Micah Hauptman, financial services counsel for the Consumer Federation of America, added that Lynn’s ruling is now “the third opinion that demolishes all of the industry opponents’ arguments. The opinion chronicles how DOL engaged in a robust economic analysis proving the need for the rule, shows that the DOL’s regulatory approach was the product of reasoned decisionmaking, and validates the DOL’s analysis that the rule will benefit retirement savers. It also refutes the industry lobbyists’ claims that the rule is somehow unworkable. The judge clearly was not buying the industry lobbyists’ sky-is-falling claims and nobody else should either.” 

The U.S. Justice Department on Wednesday, representing the Labor Department, asked Lynn to postpone issuing her ruling in the case brought against Labor’s fiduciary rule.

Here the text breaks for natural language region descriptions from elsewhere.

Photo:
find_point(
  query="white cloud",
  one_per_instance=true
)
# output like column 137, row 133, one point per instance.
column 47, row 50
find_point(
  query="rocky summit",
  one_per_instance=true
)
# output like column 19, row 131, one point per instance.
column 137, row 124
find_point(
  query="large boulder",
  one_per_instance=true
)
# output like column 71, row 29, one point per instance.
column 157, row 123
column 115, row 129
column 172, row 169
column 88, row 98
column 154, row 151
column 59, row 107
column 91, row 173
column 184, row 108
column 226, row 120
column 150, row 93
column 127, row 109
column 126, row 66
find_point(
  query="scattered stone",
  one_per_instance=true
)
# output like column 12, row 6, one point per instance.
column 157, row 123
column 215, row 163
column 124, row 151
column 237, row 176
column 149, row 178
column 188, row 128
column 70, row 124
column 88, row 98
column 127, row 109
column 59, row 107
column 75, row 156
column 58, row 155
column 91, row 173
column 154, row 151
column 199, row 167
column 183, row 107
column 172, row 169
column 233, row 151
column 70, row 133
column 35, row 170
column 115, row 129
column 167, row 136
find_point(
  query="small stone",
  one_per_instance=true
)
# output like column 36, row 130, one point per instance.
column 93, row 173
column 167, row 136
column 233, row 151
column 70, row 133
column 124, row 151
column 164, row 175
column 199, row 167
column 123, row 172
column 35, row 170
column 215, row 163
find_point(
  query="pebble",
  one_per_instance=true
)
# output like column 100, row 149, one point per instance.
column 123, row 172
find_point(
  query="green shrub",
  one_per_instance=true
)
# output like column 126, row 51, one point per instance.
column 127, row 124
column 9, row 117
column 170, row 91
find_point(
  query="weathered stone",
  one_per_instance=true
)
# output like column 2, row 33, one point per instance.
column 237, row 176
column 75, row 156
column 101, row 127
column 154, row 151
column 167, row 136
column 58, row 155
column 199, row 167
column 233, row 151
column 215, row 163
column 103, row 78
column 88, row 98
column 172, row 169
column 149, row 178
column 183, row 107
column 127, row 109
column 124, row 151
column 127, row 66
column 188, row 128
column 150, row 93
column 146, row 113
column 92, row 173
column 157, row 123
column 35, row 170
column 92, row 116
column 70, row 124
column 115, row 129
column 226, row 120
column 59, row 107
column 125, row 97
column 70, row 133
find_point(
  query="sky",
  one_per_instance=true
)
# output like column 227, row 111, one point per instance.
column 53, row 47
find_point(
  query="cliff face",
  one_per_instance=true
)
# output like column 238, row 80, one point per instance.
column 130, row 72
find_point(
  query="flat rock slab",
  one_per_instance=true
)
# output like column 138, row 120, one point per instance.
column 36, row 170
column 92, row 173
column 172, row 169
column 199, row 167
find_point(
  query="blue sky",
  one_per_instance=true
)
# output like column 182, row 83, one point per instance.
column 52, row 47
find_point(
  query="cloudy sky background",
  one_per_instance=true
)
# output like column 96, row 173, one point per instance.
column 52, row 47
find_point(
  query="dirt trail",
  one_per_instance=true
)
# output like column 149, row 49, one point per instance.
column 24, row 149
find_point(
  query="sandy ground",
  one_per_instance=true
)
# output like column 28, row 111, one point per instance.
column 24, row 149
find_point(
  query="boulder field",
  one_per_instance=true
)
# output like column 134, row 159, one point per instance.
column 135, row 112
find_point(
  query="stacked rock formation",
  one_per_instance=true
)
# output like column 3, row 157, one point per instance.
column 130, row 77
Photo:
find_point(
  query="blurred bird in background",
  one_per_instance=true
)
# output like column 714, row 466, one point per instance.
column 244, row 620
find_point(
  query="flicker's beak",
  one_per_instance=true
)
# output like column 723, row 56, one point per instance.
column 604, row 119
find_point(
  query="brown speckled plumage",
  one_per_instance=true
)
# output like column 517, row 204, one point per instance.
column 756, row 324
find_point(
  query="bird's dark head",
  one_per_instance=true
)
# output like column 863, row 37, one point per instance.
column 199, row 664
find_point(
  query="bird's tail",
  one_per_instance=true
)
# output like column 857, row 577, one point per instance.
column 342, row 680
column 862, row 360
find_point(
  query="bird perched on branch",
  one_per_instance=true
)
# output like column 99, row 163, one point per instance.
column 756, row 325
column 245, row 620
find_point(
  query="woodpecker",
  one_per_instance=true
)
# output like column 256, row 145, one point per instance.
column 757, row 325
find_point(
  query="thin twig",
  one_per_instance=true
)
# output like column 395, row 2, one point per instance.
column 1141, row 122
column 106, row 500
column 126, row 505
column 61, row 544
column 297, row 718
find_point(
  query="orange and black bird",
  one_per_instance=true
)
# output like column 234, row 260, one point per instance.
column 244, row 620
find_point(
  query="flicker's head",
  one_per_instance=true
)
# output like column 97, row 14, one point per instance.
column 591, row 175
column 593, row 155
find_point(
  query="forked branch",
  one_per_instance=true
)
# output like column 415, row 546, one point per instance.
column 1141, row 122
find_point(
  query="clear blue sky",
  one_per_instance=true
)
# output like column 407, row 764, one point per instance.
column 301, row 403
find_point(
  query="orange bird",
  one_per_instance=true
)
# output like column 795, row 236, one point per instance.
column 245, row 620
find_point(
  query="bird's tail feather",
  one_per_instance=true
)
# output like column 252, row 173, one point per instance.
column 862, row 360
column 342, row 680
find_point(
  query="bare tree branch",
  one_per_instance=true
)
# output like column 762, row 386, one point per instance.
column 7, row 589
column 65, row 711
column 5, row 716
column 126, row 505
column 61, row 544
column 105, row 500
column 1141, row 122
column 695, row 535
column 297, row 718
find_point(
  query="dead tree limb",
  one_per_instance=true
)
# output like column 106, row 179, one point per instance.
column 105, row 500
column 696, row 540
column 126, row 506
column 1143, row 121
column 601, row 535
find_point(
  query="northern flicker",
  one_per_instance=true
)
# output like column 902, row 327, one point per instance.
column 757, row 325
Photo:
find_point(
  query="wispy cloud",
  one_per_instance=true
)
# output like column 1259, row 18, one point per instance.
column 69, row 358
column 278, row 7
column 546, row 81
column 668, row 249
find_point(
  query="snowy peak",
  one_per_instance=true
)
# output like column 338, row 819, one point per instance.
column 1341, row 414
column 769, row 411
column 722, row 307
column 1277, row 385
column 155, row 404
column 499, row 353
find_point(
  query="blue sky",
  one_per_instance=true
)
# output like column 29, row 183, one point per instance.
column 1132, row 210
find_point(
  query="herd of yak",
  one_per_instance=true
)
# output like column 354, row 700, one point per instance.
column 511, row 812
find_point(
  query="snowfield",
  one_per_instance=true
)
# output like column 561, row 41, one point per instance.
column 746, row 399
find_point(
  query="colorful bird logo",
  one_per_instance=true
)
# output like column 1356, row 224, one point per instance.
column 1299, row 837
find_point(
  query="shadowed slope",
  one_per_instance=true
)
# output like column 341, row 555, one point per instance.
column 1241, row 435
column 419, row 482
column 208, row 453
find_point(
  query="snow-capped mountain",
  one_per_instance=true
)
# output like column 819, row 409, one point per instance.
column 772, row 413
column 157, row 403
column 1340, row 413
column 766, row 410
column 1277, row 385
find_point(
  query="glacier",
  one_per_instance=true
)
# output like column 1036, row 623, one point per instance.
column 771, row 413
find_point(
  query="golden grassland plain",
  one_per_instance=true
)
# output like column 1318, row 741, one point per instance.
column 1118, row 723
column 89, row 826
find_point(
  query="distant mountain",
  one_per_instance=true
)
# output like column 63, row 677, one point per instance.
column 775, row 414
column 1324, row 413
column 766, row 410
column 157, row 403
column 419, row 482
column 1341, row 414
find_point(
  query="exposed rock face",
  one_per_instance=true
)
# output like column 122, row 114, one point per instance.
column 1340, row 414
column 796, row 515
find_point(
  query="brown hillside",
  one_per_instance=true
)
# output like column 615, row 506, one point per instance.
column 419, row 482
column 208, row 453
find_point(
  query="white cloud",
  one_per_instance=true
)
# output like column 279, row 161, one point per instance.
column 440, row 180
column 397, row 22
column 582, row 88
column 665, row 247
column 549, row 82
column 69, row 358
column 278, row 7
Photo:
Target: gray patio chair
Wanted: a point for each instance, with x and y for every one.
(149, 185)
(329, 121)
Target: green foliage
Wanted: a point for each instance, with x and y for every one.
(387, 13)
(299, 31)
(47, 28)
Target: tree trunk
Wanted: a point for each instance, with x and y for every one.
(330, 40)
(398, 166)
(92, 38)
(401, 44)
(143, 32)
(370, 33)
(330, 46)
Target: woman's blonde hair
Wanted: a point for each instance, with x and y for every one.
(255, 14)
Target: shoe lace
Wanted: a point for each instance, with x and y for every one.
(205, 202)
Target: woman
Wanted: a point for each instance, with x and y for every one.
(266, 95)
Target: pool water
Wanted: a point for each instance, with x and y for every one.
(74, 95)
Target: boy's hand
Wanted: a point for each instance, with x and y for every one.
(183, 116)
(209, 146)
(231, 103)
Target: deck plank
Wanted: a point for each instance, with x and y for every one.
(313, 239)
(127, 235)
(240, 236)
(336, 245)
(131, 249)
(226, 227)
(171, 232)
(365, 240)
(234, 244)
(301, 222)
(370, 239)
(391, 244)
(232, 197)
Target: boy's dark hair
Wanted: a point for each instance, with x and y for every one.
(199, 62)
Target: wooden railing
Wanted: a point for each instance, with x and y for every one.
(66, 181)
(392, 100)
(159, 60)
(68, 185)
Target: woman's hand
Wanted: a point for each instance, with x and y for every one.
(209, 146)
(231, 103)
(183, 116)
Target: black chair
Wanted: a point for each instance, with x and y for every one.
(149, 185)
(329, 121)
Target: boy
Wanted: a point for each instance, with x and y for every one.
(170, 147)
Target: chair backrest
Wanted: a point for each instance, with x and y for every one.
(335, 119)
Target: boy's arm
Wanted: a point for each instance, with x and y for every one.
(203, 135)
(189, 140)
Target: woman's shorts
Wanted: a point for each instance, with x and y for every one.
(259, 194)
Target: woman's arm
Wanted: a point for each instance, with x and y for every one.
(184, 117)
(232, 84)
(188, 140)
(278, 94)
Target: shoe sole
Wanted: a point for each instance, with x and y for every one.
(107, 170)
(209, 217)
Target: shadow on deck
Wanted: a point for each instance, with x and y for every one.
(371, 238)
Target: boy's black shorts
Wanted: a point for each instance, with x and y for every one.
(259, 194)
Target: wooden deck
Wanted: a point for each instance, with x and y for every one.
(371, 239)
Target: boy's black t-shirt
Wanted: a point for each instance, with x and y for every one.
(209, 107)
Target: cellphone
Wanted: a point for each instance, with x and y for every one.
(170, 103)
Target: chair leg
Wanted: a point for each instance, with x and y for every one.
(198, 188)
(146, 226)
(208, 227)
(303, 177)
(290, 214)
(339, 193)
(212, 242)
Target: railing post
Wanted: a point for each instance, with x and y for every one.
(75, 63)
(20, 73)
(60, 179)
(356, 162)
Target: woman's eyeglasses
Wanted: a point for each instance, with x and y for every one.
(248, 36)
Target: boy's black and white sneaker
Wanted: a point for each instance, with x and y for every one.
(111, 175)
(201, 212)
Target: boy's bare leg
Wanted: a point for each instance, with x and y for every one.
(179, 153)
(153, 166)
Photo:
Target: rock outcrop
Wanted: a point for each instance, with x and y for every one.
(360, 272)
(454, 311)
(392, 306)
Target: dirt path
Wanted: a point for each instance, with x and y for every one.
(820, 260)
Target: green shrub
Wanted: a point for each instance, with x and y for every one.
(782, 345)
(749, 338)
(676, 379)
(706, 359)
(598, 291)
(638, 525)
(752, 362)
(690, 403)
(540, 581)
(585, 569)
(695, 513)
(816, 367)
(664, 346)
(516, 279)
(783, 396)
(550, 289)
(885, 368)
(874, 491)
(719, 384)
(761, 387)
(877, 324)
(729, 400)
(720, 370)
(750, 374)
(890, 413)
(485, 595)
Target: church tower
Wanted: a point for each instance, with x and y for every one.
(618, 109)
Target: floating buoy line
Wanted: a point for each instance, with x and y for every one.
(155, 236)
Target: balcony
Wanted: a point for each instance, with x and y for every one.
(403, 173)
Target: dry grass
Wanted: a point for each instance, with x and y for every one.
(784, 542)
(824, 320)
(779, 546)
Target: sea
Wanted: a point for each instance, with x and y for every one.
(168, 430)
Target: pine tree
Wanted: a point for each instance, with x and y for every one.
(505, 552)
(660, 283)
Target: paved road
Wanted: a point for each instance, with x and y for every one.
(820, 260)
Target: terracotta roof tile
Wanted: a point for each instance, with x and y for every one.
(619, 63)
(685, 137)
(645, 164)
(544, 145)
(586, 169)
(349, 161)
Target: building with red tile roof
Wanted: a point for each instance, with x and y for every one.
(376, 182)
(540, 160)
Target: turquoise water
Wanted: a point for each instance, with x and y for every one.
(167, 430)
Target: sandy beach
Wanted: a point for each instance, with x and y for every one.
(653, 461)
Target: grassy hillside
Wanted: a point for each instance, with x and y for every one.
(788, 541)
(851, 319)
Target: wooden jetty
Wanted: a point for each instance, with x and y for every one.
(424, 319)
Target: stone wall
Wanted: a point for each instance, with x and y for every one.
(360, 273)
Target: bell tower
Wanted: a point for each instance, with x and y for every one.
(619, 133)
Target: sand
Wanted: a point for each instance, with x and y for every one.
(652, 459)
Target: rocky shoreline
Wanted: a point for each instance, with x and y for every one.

In the Wednesday filing, DOJ told Lynn that “it would not serve judicial economy to issue a ruling at this point; nor would it be efficient for this Court, for the Court of Appeals for this Circuit, or for the parties to be confronted by a range of appellate issues at this time.”

DOJ cited that Labor is “carefully reviewing the issues raised” in President Donald Trump’s Feb. 3 memorandum telling Labor to review the fiduciary rule “with the immediate goal of deciding the best course of action to implement its spirit and intent.”

As noted by acting Labor Secretary Edward Hugler, Labor, DOJ wrote, “is assessing its legal options for delaying the applicability date (the first of which is April 10). Moreover, the outcome of the department’s review may differ in relevant ways from the April 8, 2016 rulemaking challenged by Plaintiffs.”

For example, DOJ continued, “although the department conducted an exhaustive regulatory impact analysis in this rulemaking, its cost-benefit analysis was challenged in this litigation and could be updated. The rulemaking may additionally be ‘revised or rescinded.’”

Further, DOJ stated, “a judicial decision on a rulemaking as complex as this while the department is undertaking the examination and potential promulgation of a proposal pursuant to the Presidential Memorandum can be expected to cause confusion with the affected public, whether parties to this litigation or not.”

Therefore, DOJ said that “defendants respectfully request that the court stay the proceedings in this action pending the results of the review directed by the president.”

Defendants, rather, propose that an “initial joint status report be due on March 10, 2017, to update the court on the department’s actions and address whether a continued stay is warranted.”